Edinburgh International Film Festival 2014: Eli Roth on his Amazon-shot cannibal horror The Green Inferno

Director's affectionate tribute to the Italian cannibal movies of the 80s screens at EIFF 2014
Eli Roth revels in his reputation as the bad boy of horror cinema. He shocked movie fans with the flesh eating virus of Cabin Fever and for many epitomised the gory excesses of the mid-00s with the ultra-violent Hostel. 'As a kid, I loved sitting round the campfire in the dark listening to scary stories. That was the most fun for me. Going back to Grimm's fairytales, with kids being baked in ovens or anything that had a monster. It's just how I was born.'
This year's EIFF will be screening The Green Inferno as part of its Wicked and Wild strand. It's an affectionate tribute to the Italian cannibal movies of the 80s (most of which were banned in the UK as 'Video Nasties'), in particular Ruggero Deodato's infamous Cannibal Holocaust.
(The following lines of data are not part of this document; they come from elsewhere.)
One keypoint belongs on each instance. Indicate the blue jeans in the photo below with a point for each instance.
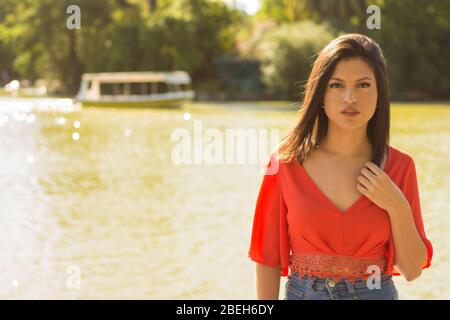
(314, 288)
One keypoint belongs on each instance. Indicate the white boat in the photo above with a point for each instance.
(135, 89)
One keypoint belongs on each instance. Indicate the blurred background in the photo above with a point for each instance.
(92, 204)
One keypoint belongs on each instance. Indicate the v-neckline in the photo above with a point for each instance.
(327, 199)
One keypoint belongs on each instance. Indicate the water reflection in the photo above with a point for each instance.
(112, 204)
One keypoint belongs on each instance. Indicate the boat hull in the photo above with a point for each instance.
(167, 103)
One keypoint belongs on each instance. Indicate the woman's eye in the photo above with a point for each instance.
(364, 85)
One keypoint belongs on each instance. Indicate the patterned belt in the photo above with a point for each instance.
(336, 267)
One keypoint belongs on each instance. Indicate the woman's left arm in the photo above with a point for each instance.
(410, 250)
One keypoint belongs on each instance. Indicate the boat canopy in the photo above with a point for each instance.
(175, 77)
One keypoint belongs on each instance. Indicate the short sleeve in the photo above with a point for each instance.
(269, 240)
(411, 192)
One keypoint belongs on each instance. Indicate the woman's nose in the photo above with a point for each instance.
(349, 97)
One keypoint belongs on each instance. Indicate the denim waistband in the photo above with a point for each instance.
(320, 283)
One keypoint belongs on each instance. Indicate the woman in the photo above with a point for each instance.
(338, 206)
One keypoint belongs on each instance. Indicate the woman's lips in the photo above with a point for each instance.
(350, 114)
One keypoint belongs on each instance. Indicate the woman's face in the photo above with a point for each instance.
(352, 85)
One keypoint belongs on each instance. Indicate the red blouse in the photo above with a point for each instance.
(296, 226)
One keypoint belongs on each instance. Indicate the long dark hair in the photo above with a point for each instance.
(312, 125)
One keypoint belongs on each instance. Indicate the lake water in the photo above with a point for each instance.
(93, 205)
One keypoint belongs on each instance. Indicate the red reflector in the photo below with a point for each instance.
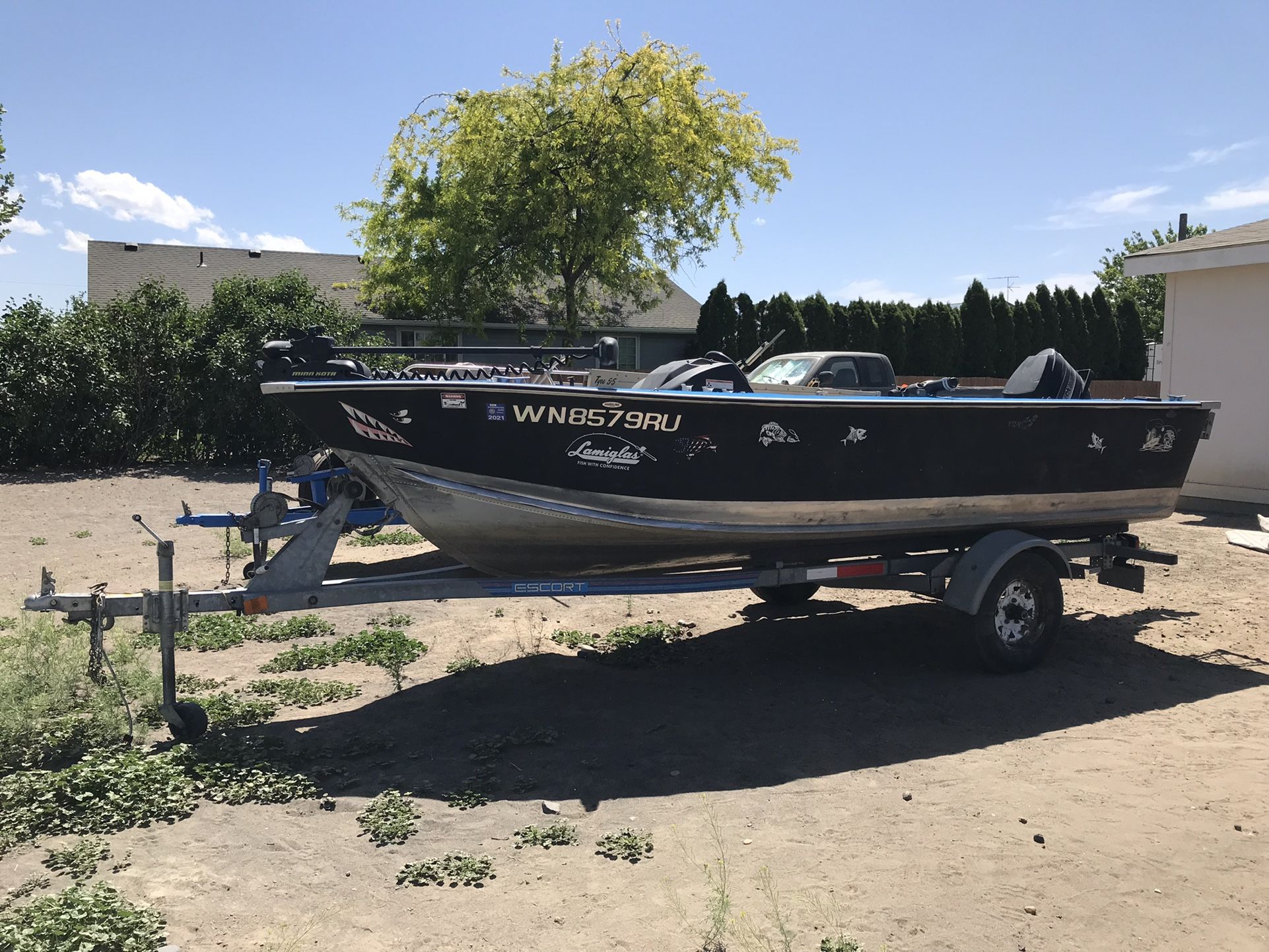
(849, 572)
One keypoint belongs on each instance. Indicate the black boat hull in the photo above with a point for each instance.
(560, 481)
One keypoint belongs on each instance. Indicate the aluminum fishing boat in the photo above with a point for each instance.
(516, 475)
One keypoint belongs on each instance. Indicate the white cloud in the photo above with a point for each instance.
(212, 235)
(1210, 156)
(1097, 207)
(1239, 197)
(77, 242)
(125, 197)
(876, 290)
(27, 226)
(265, 242)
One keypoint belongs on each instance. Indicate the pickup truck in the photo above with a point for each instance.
(840, 370)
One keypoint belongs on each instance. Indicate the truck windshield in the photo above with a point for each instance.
(783, 370)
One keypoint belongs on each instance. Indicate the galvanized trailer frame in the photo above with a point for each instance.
(294, 579)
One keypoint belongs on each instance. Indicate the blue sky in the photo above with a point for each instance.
(938, 141)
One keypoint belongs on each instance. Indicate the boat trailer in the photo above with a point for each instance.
(1007, 582)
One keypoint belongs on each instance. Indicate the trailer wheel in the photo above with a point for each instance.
(787, 594)
(195, 722)
(1021, 613)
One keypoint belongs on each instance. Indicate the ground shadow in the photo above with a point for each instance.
(758, 704)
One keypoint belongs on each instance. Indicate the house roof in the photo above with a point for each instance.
(1243, 244)
(116, 268)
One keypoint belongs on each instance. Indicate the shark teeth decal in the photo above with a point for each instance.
(371, 428)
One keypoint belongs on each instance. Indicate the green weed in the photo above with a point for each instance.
(397, 537)
(79, 861)
(81, 918)
(561, 833)
(574, 639)
(626, 843)
(452, 869)
(301, 692)
(389, 818)
(51, 712)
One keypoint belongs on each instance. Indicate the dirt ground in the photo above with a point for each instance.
(1134, 752)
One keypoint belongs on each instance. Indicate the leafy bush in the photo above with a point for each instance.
(561, 833)
(79, 861)
(451, 869)
(301, 692)
(50, 711)
(149, 376)
(83, 918)
(626, 843)
(389, 818)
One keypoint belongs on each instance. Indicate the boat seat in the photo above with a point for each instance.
(1046, 376)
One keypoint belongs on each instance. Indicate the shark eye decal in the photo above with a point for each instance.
(368, 426)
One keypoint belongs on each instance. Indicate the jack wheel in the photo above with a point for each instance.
(787, 594)
(195, 722)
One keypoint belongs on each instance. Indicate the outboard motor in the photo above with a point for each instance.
(712, 372)
(1046, 376)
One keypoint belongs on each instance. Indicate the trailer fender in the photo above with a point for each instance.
(975, 570)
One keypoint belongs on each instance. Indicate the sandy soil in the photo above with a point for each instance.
(1134, 751)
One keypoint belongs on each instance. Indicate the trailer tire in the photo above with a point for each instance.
(195, 719)
(787, 594)
(1021, 615)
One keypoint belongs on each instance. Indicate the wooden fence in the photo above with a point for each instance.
(1102, 389)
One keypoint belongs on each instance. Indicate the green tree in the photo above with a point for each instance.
(1075, 331)
(592, 178)
(716, 327)
(780, 314)
(11, 201)
(1132, 341)
(862, 325)
(1003, 316)
(1146, 290)
(978, 330)
(893, 333)
(1048, 330)
(1105, 337)
(747, 327)
(923, 351)
(817, 318)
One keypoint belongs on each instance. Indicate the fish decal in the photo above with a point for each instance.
(368, 426)
(774, 433)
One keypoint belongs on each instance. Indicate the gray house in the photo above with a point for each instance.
(645, 339)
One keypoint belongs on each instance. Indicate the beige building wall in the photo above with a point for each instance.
(1216, 339)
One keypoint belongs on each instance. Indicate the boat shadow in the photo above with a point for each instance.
(755, 705)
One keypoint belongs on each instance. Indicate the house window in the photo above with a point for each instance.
(627, 353)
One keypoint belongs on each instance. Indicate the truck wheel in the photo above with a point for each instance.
(1021, 613)
(787, 594)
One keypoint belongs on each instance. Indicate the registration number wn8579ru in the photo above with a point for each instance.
(597, 418)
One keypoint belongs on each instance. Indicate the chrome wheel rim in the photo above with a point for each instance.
(1017, 612)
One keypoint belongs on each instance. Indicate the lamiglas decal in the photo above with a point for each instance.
(774, 433)
(598, 417)
(692, 447)
(607, 451)
(1159, 438)
(371, 428)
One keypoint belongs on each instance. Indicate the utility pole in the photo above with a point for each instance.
(1009, 282)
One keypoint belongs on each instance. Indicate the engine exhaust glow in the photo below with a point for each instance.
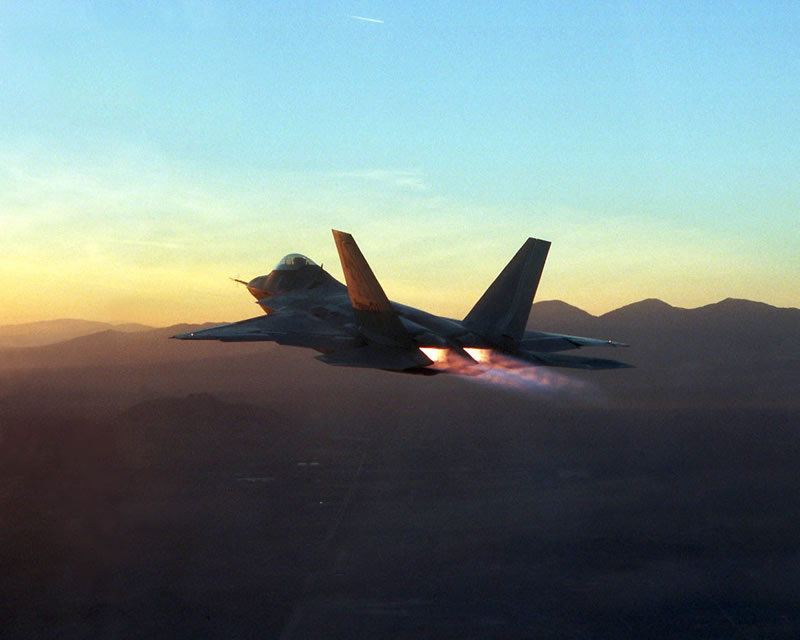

The shoot itself was as gruelling as the carnage on screen. 'I prefer shooting everything practically. We went deeper into the Amazon than anyone had ever shot before,' explains Roth, 'to a village with no electricity, no running water. A village so far off the grid they didn't know what a movie was.'
'It was a five-hour drive, then a two-hour boat ride either way,' adds actress Lorenzo Izzo, who plays a student activist who heads to Peru to protect the rainforest and the indigenous tribes but inadvertently finds herself on the menu. 'The village was amazing, but you were covered in insects and half of them were poisonous.'
The location grounds the grisly action in reality, while the villagers were recruited as extras. 'When we were shooting with these people, you can't fake it,' says Roth, 'You couldn't create that kind of authenticity. It's like a Werner Herzog movie on steroids.'
The Green Inferno screens at Edinburgh International Film Festival, Filmhouse on Fri 20 Jun & Cineworld, Sun 22 Jun.